Raphael Holinshed
Geistiger Diebstahl oder Originalität? – Die Frage nach den Quellen SHAKESPEARES:
Was heutzutage als Verstoß gegen das Urheberrecht geahndet würde, war im ausgehenden Mittelalter und während der Renaissance durchaus üblich. Statt stets neue Ideen und Handlungsabläufe zu erfinden, ging der Ehrgeiz der Autoren jener Zeit dahin, eine bekannte Geschichte kunstvoll umzugestalten. So entstand ein Netzwerk von Geschichten, die europäische Dichter und Dramatiker variierten und ausbauten. Die uns aus dieser Zeit vertrauten Texte stellen sozusagen Erzählungen aus „dritter oder vierter Hand“ dar.
So entnahm SHAKESPEARE einen großen Teil des Materials für seine historischen Dramen aus „dem“ HOLINSHED. Hinter dieser Bezeichnung verbirgt sich weniger eine Autorenpersönlichkeit, als vielmehr eine Zusammenstellung von Geschichtsberichten und -erzählungen mehrerer Autoren, die Chronicles of England, Scotlande, and Ireland. Und auch in diesen Chroniken wurde manches von Vorgängern übernommen.
Biografie
RAPHAEL HOLINSHED wurde vermutlich 1529 in Cheshire geboren. Seit ungefähr 1560 lebte er in London, wo er als Übersetzer bei REGINALD WOLFE beschäftigt war, der an der Herausgabe eines universalgeschichtlichen Werkes arbeitete. Der Tod WOLFES führte zum Abbruch dieses Vorhabens.
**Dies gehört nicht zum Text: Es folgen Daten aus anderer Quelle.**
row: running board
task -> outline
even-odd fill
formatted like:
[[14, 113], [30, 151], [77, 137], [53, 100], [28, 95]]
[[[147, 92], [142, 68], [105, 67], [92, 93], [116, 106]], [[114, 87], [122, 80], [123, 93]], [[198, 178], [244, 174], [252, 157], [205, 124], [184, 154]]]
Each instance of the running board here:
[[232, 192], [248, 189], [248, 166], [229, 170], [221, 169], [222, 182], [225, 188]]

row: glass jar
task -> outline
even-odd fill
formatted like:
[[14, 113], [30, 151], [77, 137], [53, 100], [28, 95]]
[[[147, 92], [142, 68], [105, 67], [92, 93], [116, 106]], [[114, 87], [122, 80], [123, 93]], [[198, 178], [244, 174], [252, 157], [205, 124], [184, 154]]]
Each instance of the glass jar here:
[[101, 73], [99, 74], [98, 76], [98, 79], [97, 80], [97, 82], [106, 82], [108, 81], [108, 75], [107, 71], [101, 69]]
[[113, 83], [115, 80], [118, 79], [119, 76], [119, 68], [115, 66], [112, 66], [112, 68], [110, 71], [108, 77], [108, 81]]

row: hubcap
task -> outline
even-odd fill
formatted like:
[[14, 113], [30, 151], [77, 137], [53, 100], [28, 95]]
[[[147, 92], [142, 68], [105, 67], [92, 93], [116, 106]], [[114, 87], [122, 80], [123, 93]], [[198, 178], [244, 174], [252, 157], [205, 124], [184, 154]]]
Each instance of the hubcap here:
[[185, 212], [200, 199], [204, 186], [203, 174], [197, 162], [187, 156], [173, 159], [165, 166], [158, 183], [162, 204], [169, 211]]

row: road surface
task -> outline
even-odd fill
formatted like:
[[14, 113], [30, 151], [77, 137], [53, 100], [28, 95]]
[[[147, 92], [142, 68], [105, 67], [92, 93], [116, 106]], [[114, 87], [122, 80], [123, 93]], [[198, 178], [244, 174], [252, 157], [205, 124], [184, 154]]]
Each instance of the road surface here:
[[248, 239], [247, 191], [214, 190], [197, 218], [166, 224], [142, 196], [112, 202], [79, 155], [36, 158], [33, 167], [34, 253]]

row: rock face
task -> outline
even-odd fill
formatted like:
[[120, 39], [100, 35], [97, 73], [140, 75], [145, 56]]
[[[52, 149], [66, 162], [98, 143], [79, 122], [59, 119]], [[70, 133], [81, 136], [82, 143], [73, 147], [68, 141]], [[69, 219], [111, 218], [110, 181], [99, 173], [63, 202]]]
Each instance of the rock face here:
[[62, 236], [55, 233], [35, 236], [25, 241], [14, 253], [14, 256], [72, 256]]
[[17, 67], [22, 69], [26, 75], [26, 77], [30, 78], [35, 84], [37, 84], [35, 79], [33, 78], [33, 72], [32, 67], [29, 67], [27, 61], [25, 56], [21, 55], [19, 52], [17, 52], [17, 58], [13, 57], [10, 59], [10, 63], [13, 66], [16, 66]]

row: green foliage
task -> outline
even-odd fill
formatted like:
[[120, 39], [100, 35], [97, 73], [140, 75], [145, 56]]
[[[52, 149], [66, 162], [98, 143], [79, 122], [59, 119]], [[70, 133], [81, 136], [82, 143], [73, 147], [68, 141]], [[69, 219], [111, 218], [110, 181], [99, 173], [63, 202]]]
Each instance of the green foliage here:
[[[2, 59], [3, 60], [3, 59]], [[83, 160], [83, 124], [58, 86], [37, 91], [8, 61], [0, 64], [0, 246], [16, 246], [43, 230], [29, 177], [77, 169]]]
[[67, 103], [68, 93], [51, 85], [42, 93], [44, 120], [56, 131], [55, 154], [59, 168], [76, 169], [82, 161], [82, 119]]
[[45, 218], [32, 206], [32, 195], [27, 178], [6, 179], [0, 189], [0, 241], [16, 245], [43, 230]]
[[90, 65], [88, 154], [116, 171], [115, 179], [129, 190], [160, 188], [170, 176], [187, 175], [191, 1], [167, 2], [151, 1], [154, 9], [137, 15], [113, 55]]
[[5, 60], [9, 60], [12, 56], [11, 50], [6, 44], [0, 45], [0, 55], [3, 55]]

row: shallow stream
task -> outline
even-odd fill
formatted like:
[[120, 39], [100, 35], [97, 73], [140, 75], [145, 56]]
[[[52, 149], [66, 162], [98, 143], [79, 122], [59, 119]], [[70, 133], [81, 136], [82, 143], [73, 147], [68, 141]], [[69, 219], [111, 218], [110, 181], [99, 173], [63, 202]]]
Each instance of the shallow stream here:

Die bis dahin gesammelten Ergebnisse wurden 1577 in einer zweibändigen illustrierten Ausgabe als Chronicles of England, Scotlande, and Ireland herausgegeben. Die Darstellung reicht von der Sintflut bis zur Herrschaftszeit von Queen ELIZABETH I. und hat innerhalb der elisabethanischen Chronographie einen besonderen Bekanntheitsgrad erreicht. HOLINSHED starb um 1580.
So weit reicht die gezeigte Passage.